John J. and Dorothy Wilson Professor of Health Sciences and Technology and of Electrical Engineering and Computer Science
Director, Marble Center for Cancer Nanomedicine
Member, Ludwig Center at MIT
Investigator, Howard Hughes Medical Institute
Institute Member, Broad Institute of MIT and Harvard
Associated Faculty, Wyss Institute
Biomedical Engineer, Brigham and Women's Hospital, Department of Medicine
Nano-based drugs, Detection & monitoring, Metastasis, Precision medicine, Immunology & immunotherapy
Our laboratory conducts research at the intersection of engineering, medicine, and biology to develop novel platforms for understanding, diagnosing and treating human disease. Our long-term goals are to improve cellular therapies for liver disease and to develop nanotechnology for the diagnosis and treatment of cancer.
The Bhatia Laboratory engineers micro and nanotechnologies, also called “tiny technologies,” to address complex challenges in human health ranging from cancer to liver disease and acquired infections. Operating at the interface of living and synthetic systems, the Bhatia group uses these miniaturization tools to improve areas of medicine including diagnostics, drug delivery, tissue regeneration, and disease modeling. In cancer, Bhatia’s multidisciplinary team develops tools for use in diagnostics and detection, and in precision therapeutics to specifically target tumors. Nanosensors designed by the Bhatia team are capable of detecting and profiling very early-stage tumors, and can be analyzed via a simple urine test. The same technology may also yield insights into a tumor’s response to certain therapies. The Bhatia Lab has also created human microlivers, which model human drug metabolism, liver disease, and interaction with pathogens.

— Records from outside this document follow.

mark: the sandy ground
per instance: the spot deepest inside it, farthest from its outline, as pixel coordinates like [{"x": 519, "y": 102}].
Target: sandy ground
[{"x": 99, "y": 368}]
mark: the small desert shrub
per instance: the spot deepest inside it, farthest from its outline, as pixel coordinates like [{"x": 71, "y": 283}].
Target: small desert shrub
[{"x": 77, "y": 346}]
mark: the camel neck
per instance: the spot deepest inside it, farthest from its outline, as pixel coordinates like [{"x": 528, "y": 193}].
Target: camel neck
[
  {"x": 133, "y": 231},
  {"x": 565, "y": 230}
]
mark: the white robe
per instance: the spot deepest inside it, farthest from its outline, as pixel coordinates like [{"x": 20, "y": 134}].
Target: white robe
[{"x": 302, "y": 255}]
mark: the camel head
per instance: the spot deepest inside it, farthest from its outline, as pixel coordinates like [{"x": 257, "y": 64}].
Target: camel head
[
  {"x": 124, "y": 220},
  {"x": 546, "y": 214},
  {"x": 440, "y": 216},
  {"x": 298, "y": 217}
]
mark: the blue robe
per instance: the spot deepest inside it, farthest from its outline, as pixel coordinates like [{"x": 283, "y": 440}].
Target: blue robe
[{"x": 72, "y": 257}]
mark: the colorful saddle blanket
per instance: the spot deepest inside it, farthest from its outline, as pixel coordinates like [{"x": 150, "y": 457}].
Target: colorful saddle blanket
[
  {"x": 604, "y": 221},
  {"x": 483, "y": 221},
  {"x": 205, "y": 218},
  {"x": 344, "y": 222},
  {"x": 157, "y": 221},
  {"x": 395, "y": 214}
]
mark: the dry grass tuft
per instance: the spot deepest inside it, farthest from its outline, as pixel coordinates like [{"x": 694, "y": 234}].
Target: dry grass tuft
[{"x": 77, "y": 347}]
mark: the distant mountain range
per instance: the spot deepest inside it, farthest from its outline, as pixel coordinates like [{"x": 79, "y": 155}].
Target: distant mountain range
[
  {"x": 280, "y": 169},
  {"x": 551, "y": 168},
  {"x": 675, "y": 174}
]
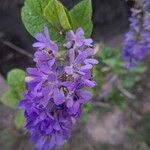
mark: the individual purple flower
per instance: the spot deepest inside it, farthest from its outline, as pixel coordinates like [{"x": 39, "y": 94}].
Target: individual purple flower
[
  {"x": 137, "y": 41},
  {"x": 57, "y": 91}
]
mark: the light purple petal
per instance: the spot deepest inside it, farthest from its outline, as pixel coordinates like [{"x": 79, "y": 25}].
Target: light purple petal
[
  {"x": 71, "y": 56},
  {"x": 58, "y": 97},
  {"x": 91, "y": 61},
  {"x": 69, "y": 70}
]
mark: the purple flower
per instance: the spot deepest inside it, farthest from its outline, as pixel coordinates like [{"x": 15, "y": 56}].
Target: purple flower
[
  {"x": 137, "y": 41},
  {"x": 56, "y": 91}
]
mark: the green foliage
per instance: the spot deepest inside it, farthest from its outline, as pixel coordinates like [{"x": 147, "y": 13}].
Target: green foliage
[
  {"x": 9, "y": 99},
  {"x": 51, "y": 13},
  {"x": 86, "y": 110},
  {"x": 81, "y": 16},
  {"x": 13, "y": 95},
  {"x": 111, "y": 65}
]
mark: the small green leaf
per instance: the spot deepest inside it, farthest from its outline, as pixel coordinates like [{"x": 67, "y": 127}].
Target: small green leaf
[
  {"x": 34, "y": 20},
  {"x": 81, "y": 16},
  {"x": 15, "y": 78},
  {"x": 62, "y": 15},
  {"x": 19, "y": 119},
  {"x": 56, "y": 14},
  {"x": 9, "y": 100}
]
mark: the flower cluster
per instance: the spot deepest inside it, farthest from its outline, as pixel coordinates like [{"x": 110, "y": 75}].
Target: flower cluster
[
  {"x": 137, "y": 40},
  {"x": 57, "y": 88}
]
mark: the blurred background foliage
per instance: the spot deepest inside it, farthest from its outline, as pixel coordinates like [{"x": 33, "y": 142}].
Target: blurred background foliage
[{"x": 117, "y": 118}]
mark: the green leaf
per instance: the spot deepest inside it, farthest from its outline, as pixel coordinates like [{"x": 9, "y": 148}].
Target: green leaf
[
  {"x": 81, "y": 16},
  {"x": 34, "y": 20},
  {"x": 62, "y": 15},
  {"x": 56, "y": 14},
  {"x": 9, "y": 100},
  {"x": 19, "y": 119},
  {"x": 16, "y": 78}
]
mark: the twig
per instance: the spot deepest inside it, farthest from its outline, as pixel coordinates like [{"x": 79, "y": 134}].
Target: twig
[{"x": 18, "y": 49}]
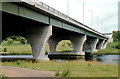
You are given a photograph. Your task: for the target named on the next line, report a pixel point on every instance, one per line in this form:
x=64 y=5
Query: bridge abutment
x=53 y=41
x=38 y=41
x=105 y=44
x=77 y=42
x=100 y=44
x=90 y=45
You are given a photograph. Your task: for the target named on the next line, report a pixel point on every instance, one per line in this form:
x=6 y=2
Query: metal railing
x=62 y=14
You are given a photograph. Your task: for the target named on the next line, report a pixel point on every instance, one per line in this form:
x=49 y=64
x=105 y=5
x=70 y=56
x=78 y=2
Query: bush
x=9 y=40
x=66 y=73
x=18 y=63
x=57 y=73
x=118 y=46
x=5 y=50
x=21 y=39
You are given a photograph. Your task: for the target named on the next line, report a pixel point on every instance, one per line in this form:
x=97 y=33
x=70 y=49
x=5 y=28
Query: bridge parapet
x=56 y=13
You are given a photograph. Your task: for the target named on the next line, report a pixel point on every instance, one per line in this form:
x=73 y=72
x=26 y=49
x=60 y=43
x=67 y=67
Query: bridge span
x=39 y=24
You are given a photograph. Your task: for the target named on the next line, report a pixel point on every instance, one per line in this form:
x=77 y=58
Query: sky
x=106 y=11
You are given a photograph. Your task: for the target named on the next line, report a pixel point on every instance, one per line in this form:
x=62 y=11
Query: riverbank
x=16 y=48
x=70 y=68
x=111 y=49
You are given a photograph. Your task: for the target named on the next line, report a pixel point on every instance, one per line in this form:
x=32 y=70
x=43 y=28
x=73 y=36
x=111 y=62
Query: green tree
x=116 y=36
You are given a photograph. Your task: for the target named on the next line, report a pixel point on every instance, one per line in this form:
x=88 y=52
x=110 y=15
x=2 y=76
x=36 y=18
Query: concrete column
x=53 y=41
x=105 y=44
x=100 y=44
x=38 y=40
x=90 y=45
x=77 y=43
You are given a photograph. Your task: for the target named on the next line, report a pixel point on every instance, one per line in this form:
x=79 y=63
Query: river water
x=101 y=58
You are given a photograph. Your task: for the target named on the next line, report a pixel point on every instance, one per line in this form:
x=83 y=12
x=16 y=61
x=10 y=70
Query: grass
x=110 y=49
x=70 y=68
x=17 y=48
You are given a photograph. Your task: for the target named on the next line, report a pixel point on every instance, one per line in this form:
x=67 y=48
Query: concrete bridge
x=39 y=24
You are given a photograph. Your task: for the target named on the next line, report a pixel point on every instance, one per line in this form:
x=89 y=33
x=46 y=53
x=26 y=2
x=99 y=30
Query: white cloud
x=106 y=10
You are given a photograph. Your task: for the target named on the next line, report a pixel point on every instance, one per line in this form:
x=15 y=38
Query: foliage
x=9 y=40
x=116 y=36
x=66 y=72
x=118 y=46
x=112 y=48
x=57 y=73
x=22 y=40
x=75 y=68
x=14 y=37
x=5 y=50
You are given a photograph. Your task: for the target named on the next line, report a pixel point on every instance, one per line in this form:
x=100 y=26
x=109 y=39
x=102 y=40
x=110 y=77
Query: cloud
x=106 y=10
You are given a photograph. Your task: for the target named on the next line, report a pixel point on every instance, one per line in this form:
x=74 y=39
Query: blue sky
x=105 y=10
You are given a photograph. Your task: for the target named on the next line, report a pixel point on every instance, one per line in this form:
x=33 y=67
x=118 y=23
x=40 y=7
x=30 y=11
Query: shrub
x=18 y=63
x=9 y=40
x=66 y=73
x=21 y=39
x=118 y=46
x=5 y=50
x=89 y=64
x=57 y=73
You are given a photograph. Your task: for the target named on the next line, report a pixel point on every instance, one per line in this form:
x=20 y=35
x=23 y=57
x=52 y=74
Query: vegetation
x=18 y=48
x=112 y=48
x=75 y=68
x=116 y=36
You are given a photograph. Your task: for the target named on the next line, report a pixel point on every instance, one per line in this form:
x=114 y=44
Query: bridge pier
x=76 y=40
x=105 y=44
x=53 y=41
x=90 y=45
x=38 y=41
x=77 y=43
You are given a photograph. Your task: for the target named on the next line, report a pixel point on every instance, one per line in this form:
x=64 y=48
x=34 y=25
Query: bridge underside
x=38 y=34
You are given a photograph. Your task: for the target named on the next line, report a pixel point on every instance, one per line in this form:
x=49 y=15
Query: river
x=101 y=58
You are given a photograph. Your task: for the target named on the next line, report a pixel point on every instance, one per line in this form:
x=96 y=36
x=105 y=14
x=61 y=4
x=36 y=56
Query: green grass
x=110 y=49
x=70 y=68
x=17 y=48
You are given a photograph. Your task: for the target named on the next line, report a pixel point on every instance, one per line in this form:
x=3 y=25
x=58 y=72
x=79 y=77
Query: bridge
x=39 y=24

Sangeeta Bhatia earned her BS at Brown University, followed by an MS in mechanical engineering at MIT, a PhD in biomedical engineering at the Harvard-MIT Division of Health Sciences and Technology, and an MD at Harvard Medical School. Prior to her appointment at MIT, Bhatia held a tenured position at UCSD. She and her trainees have launched multiple biotechnology companies to improve human health. As a prolific inventor and passionate advocate for diversity in science and engineering, Bhatia has received many honors including the Lemelson-MIT Prize, known as the “Oscar for inventors,” and the Heinz Medal for groundbreaking inventions and advocacy for women in STEM fields. She is a Howard Hughes Medical Institute Investigator, Director of the Marble Center for Cancer Nanomedicine at the Koch Institute for Integrative Cancer Research at MIT, and an elected member of the National Academy of Sciences, the National Academy of Engineering, the National Academy of Medicine, the American Academy of Arts and Science, the National Academy of Inventors, and Brown University's Board of Fellows. Bhatia is a board member of Brown University, Vertex Pharmaceuticals*, and the Association for Women in Science. She has an advisory role with Chan Zuckerberg Biohub, Global Oncology Inc., Glympse BIO*, CEND Therapeutics*, and Satellite Bio*. She has a consulting role at Moderna Therapeutics and receives sponsored research funding from Johnson & Johnson.